A abordagem teórico-metodológica do estudo seguiu a perspectiva da pesquisa sócio-cultural (Wertsch et al., 1998) com enfoque etnomentodológico (Coulon, 1995), no que se refere à observação empírica das interações infantis, e microgenético (Góes, 2000), na análise das atividades discursivas das crianças, registradas no decorrer da pesquisa de campo. A proposta de um enfoque etnometodológico caracterizou-se por privilegiarmos a realização de tarefas pelas crianças em situações de interação na sala de aula, nas quais tanto a organização da equipe de crianças como as tarefas propostas eram inseridas no contexto da atividade escolar e apresentadas pelas professoras para todos os alunos da turma, ou seja, focalizamos os modos cotidianos de resolução de tarefas. Trabalhamos com a análise microgenética das atividades discursivas captadas com a gravação em vídeo das interações e dos diálogos infantis.

O locus da investigação foi a sala de aula de duas turmas de quarta série do Ensino Fundamental de uma escola particular de Fortaleza, que prioriza as interações entre alunos em sua didática. As tarefas de resolução de problema apresentadas às crianças nas ocasiões das observações de sala de aula faziam parte do conteúdo escolar e foram elaboradas pelas professoras.
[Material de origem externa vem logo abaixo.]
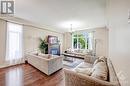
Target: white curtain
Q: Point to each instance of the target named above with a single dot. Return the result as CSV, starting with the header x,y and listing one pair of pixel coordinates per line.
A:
x,y
14,51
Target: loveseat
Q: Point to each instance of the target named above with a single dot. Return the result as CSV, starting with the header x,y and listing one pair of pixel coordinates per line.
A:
x,y
74,78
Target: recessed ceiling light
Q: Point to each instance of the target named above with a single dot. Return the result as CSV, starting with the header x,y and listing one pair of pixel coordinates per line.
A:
x,y
76,24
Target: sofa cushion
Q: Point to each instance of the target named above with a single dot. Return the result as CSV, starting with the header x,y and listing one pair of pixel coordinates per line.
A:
x,y
100,71
85,71
84,65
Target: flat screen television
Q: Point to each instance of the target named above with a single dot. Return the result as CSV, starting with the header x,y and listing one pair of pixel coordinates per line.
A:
x,y
52,39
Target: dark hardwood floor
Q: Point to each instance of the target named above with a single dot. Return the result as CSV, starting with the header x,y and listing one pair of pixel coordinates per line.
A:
x,y
26,75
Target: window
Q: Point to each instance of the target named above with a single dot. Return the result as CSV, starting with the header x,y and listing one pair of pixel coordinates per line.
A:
x,y
14,42
82,40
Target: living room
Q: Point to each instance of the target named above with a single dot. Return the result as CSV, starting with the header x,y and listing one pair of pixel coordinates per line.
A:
x,y
64,43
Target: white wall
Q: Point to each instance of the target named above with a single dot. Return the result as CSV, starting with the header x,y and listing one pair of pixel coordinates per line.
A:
x,y
32,35
31,39
119,38
2,41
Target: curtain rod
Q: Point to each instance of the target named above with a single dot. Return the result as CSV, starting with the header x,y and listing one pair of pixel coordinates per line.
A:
x,y
29,25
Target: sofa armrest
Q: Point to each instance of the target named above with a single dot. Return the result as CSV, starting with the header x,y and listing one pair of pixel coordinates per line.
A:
x,y
89,59
74,79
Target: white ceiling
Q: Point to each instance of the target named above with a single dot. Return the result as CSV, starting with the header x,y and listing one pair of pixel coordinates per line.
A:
x,y
59,14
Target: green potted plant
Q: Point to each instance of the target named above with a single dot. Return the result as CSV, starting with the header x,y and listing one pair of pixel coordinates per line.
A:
x,y
43,46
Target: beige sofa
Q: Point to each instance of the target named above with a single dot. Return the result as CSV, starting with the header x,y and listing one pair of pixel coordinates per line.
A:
x,y
73,78
45,64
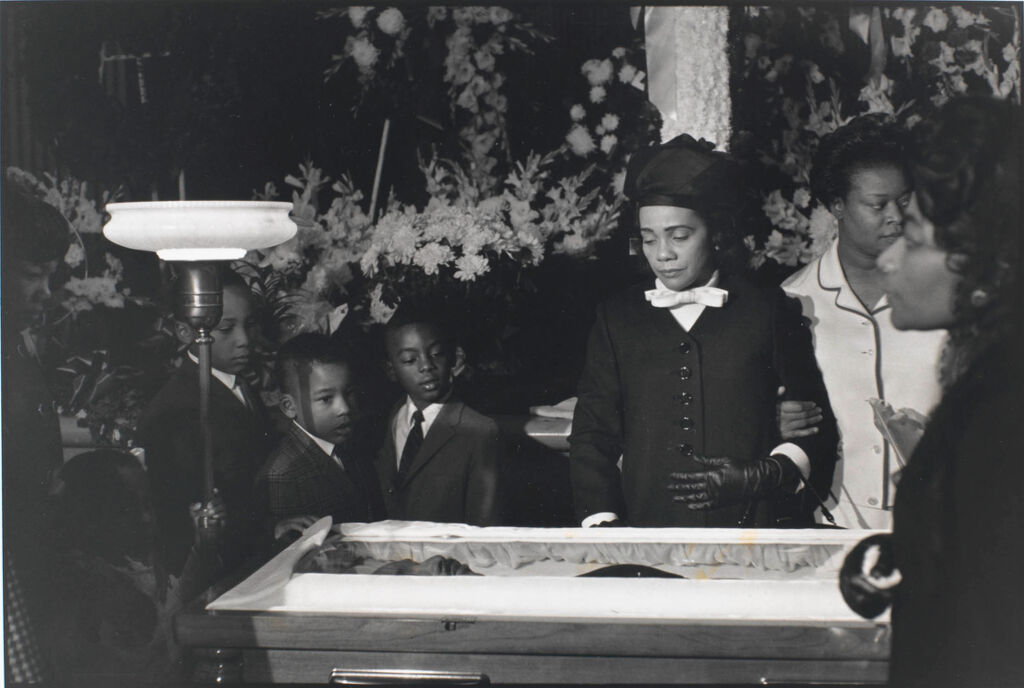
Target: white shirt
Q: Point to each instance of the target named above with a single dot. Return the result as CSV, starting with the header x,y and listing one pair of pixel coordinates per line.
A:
x,y
323,443
862,355
225,379
686,314
402,424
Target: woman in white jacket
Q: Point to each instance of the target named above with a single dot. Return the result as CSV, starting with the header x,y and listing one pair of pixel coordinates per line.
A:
x,y
859,174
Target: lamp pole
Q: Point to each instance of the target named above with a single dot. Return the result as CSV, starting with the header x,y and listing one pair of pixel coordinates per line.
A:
x,y
200,303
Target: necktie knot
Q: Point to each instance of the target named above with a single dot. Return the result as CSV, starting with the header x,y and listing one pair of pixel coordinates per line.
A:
x,y
413,442
706,296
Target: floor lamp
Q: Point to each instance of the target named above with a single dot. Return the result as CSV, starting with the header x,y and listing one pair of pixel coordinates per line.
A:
x,y
198,237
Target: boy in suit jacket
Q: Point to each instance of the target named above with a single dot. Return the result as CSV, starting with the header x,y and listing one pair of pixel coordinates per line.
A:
x,y
680,380
441,460
317,468
242,434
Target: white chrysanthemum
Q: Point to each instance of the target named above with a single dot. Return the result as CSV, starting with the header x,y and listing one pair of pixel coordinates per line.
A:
x,y
284,257
364,53
580,140
435,14
802,197
936,19
357,15
901,47
619,180
572,245
470,267
967,18
75,254
380,312
499,15
390,20
88,292
463,73
368,263
484,59
431,256
467,100
597,71
609,122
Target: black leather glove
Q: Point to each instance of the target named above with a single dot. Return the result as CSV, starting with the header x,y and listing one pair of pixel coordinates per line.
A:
x,y
728,482
868,577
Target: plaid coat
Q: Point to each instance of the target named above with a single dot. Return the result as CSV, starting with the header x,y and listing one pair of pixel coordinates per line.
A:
x,y
300,479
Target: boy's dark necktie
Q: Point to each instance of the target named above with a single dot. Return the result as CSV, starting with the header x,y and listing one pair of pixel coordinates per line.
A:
x,y
247,394
413,443
354,469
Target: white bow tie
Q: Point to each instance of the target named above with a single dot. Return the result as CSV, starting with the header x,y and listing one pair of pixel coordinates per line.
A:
x,y
706,296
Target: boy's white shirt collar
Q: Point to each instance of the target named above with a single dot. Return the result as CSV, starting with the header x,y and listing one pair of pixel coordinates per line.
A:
x,y
687,314
403,423
429,413
323,443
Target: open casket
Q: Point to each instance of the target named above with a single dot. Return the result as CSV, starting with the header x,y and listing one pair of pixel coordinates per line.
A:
x,y
751,607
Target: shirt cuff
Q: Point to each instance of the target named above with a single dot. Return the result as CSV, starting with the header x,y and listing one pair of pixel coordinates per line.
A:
x,y
798,457
599,517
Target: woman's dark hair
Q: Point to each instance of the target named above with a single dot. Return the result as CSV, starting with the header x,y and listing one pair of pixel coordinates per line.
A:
x,y
869,140
33,229
967,173
689,173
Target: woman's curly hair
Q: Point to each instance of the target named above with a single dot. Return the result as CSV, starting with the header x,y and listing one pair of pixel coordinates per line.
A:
x,y
967,172
869,140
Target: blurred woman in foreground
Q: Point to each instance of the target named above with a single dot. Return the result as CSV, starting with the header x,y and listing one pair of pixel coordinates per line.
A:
x,y
960,505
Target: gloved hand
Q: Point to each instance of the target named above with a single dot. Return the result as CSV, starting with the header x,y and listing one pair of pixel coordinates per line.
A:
x,y
868,577
728,482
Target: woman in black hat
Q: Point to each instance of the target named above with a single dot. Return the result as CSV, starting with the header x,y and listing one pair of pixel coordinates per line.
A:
x,y
682,371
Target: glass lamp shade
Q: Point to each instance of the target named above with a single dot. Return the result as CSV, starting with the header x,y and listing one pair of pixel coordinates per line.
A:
x,y
199,229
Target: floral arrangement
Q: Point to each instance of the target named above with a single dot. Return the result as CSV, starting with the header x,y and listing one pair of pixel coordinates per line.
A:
x,y
377,44
93,275
102,394
799,80
487,224
614,119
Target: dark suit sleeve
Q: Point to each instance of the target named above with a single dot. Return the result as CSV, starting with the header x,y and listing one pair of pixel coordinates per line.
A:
x,y
293,491
483,493
596,442
798,371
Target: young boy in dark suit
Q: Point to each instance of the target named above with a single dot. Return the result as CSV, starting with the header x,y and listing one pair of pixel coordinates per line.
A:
x,y
317,468
242,435
440,460
682,372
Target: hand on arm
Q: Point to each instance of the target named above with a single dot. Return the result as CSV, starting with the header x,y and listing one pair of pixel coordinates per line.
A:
x,y
728,482
293,526
868,577
797,419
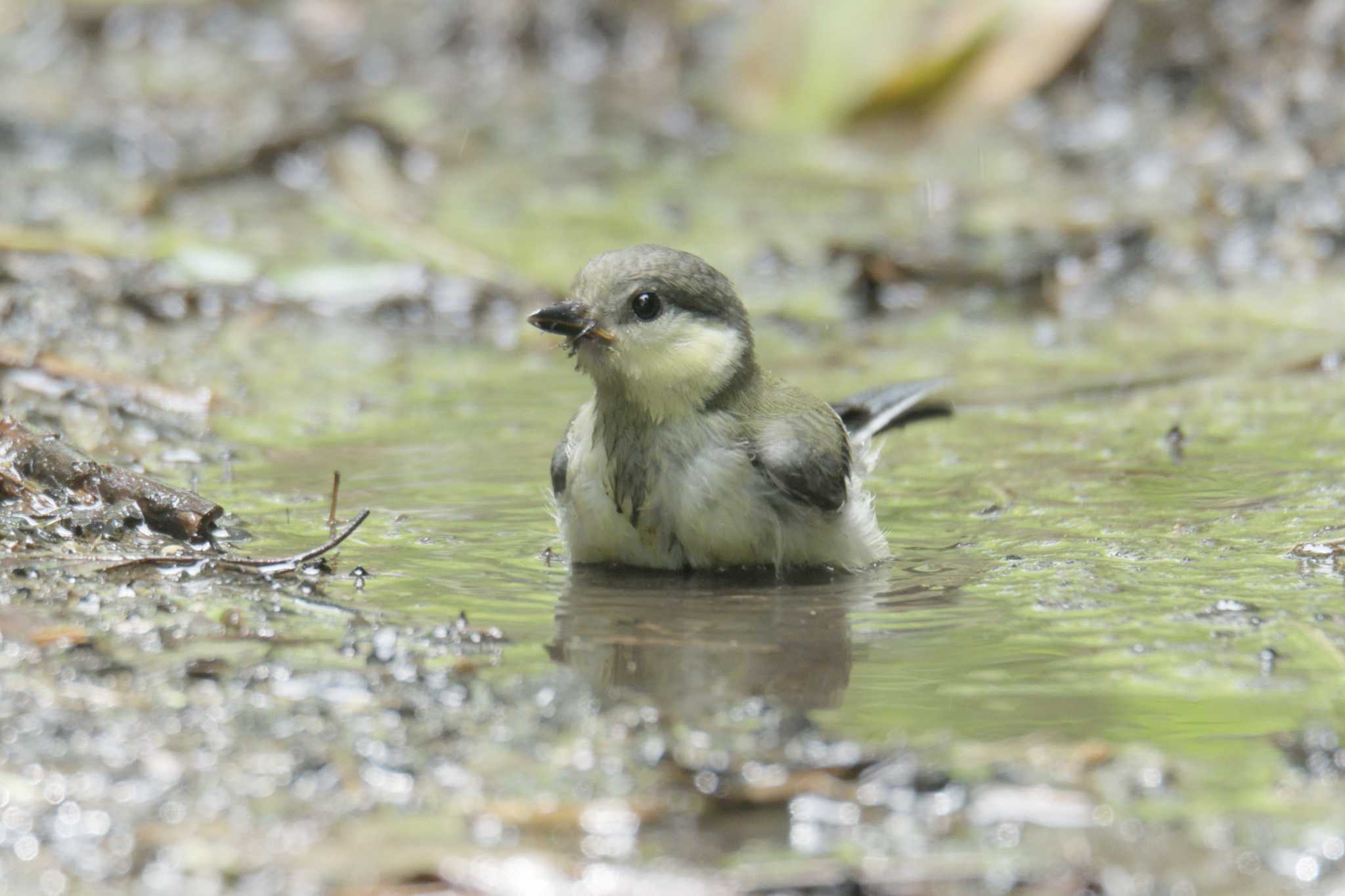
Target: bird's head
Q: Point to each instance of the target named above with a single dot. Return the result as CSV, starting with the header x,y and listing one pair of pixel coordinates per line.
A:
x,y
655,326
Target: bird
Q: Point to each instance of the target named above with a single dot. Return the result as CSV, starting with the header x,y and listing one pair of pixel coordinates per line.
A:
x,y
692,457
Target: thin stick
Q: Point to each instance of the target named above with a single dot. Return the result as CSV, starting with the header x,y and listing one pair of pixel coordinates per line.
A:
x,y
259,563
331,513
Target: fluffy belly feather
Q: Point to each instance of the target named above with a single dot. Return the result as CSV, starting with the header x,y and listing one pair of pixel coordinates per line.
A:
x,y
708,508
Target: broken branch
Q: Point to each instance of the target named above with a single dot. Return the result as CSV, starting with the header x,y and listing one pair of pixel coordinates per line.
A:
x,y
47,459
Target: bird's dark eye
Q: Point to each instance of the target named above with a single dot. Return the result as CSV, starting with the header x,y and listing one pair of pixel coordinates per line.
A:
x,y
646,305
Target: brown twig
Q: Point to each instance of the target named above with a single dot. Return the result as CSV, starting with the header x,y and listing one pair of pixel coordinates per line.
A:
x,y
331,512
46,458
249,563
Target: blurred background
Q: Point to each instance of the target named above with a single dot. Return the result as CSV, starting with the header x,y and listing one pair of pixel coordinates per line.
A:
x,y
1060,156
246,244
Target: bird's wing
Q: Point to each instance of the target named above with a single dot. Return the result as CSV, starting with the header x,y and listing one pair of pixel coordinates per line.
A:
x,y
805,454
887,408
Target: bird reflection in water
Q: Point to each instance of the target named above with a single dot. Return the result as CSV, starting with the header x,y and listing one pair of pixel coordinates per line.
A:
x,y
698,643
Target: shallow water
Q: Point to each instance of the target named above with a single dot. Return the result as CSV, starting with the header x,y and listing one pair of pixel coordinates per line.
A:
x,y
1059,571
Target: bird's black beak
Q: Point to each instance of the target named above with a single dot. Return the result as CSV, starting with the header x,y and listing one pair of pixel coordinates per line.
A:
x,y
571,320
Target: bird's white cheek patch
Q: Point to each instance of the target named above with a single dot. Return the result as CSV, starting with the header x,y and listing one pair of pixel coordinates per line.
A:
x,y
688,358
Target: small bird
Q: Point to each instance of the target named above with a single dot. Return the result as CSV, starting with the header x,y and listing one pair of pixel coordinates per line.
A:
x,y
689,456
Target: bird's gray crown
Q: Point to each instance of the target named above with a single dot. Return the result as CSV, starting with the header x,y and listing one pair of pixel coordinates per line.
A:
x,y
680,278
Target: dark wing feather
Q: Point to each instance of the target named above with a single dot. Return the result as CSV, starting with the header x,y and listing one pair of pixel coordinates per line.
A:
x,y
888,408
806,457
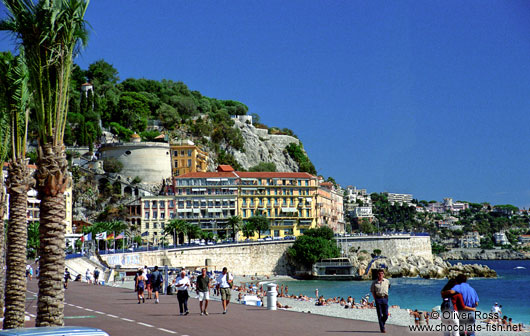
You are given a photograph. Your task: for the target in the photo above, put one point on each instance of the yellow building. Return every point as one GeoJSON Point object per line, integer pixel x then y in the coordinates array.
{"type": "Point", "coordinates": [209, 199]}
{"type": "Point", "coordinates": [186, 157]}
{"type": "Point", "coordinates": [288, 200]}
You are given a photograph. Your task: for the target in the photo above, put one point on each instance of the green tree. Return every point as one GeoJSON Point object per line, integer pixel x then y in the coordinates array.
{"type": "Point", "coordinates": [177, 228]}
{"type": "Point", "coordinates": [234, 224]}
{"type": "Point", "coordinates": [366, 227]}
{"type": "Point", "coordinates": [101, 72]}
{"type": "Point", "coordinates": [308, 250]}
{"type": "Point", "coordinates": [16, 95]}
{"type": "Point", "coordinates": [50, 33]}
{"type": "Point", "coordinates": [5, 136]}
{"type": "Point", "coordinates": [248, 229]}
{"type": "Point", "coordinates": [260, 224]}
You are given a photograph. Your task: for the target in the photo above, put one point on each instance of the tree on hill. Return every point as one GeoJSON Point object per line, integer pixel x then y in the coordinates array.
{"type": "Point", "coordinates": [260, 224]}
{"type": "Point", "coordinates": [308, 250]}
{"type": "Point", "coordinates": [263, 167]}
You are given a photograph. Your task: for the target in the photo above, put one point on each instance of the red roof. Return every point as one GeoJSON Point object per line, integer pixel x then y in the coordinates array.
{"type": "Point", "coordinates": [224, 168]}
{"type": "Point", "coordinates": [274, 175]}
{"type": "Point", "coordinates": [207, 175]}
{"type": "Point", "coordinates": [245, 175]}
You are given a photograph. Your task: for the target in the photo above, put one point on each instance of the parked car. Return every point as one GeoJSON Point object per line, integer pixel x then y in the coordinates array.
{"type": "Point", "coordinates": [54, 331]}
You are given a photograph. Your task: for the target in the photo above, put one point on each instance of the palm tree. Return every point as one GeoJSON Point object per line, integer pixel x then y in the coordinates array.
{"type": "Point", "coordinates": [248, 229]}
{"type": "Point", "coordinates": [4, 149]}
{"type": "Point", "coordinates": [175, 228]}
{"type": "Point", "coordinates": [50, 32]}
{"type": "Point", "coordinates": [193, 231]}
{"type": "Point", "coordinates": [19, 181]}
{"type": "Point", "coordinates": [234, 223]}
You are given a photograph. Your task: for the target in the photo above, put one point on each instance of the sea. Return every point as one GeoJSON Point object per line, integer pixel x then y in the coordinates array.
{"type": "Point", "coordinates": [511, 289]}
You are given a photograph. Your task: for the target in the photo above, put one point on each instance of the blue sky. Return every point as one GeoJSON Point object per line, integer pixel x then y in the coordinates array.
{"type": "Point", "coordinates": [423, 97]}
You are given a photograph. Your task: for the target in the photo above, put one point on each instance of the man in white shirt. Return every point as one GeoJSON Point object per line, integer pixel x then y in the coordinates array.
{"type": "Point", "coordinates": [182, 283]}
{"type": "Point", "coordinates": [224, 283]}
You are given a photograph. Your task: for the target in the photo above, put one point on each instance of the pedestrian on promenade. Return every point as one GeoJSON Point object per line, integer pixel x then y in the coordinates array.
{"type": "Point", "coordinates": [156, 282]}
{"type": "Point", "coordinates": [203, 290]}
{"type": "Point", "coordinates": [140, 286]}
{"type": "Point", "coordinates": [183, 283]}
{"type": "Point", "coordinates": [96, 276]}
{"type": "Point", "coordinates": [379, 290]}
{"type": "Point", "coordinates": [470, 297]}
{"type": "Point", "coordinates": [87, 276]}
{"type": "Point", "coordinates": [224, 284]}
{"type": "Point", "coordinates": [67, 277]}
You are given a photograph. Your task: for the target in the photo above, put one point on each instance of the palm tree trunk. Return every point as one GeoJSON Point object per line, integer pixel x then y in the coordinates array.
{"type": "Point", "coordinates": [18, 182]}
{"type": "Point", "coordinates": [52, 180]}
{"type": "Point", "coordinates": [2, 242]}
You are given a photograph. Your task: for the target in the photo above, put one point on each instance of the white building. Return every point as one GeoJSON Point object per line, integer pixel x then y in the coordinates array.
{"type": "Point", "coordinates": [500, 238]}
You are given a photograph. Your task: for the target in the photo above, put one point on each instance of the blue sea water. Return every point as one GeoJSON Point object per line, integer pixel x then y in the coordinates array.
{"type": "Point", "coordinates": [511, 289]}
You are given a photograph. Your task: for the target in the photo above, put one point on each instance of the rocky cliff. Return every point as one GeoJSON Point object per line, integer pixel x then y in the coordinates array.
{"type": "Point", "coordinates": [263, 147]}
{"type": "Point", "coordinates": [479, 254]}
{"type": "Point", "coordinates": [417, 266]}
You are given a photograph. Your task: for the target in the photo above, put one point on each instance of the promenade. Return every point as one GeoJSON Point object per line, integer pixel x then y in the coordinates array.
{"type": "Point", "coordinates": [116, 311]}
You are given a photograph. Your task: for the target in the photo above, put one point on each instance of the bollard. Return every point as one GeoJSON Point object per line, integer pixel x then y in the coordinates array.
{"type": "Point", "coordinates": [271, 296]}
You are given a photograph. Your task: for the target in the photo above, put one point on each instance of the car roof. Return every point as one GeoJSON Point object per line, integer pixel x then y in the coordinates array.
{"type": "Point", "coordinates": [56, 331]}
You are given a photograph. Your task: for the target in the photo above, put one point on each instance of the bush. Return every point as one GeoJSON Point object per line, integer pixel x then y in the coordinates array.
{"type": "Point", "coordinates": [112, 165]}
{"type": "Point", "coordinates": [298, 155]}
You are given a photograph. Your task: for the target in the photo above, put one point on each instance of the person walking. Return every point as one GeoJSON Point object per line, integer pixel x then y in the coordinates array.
{"type": "Point", "coordinates": [470, 298]}
{"type": "Point", "coordinates": [96, 276]}
{"type": "Point", "coordinates": [140, 286]}
{"type": "Point", "coordinates": [183, 283]}
{"type": "Point", "coordinates": [379, 290]}
{"type": "Point", "coordinates": [156, 282]}
{"type": "Point", "coordinates": [224, 284]}
{"type": "Point", "coordinates": [203, 290]}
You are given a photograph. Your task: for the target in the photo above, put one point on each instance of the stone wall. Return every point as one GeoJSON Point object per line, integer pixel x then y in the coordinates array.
{"type": "Point", "coordinates": [403, 245]}
{"type": "Point", "coordinates": [264, 258]}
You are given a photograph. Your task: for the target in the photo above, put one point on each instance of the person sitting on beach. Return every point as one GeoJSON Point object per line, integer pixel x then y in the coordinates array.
{"type": "Point", "coordinates": [279, 305]}
{"type": "Point", "coordinates": [416, 315]}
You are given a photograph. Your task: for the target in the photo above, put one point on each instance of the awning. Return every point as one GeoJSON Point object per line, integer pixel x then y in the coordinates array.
{"type": "Point", "coordinates": [289, 210]}
{"type": "Point", "coordinates": [214, 210]}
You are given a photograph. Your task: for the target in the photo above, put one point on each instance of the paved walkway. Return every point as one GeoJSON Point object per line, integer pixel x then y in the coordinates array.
{"type": "Point", "coordinates": [116, 311]}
Em cada turma, uma pela manhã e outra à tarde, foram sorteadas pelas respectivas professoras quatro crianças, as quais passaram a compor os grupos que acompanhamos ao longo de um semestre letivo. Portanto, fizemos filmagens das atividades discursivas dos dois grupos de crianças, quando estas realizavam conjuntamente tarefas escolares. Tais filmagens em ambas as turmas tiveram uma freqüência semanal e ocorreram no primeiro semestre de 2004.

No primeiro momento, fizemos uma observação geral em cada turma para conhecer o ambiente e para possibilitar um contato inicial com todas as crianças e, especificamente, com as oito dos dois grupos selecionados.

Toda a equipe de pesquisa trabalhou meticulosamente nas transcrições das filmagens e posteriormente na análise microgenética dessas atividades discursivas dos dois grupos. Transcrevemos cada evento filmado, considerando os diálogos entre as crianças e destas com a professora. Também como integrante do corpus, consideramos os eventos extra-lingüísticos que demarcavam as falas, produzindo assim, no dizer de Bakhtin (1988), diferentes enunciações.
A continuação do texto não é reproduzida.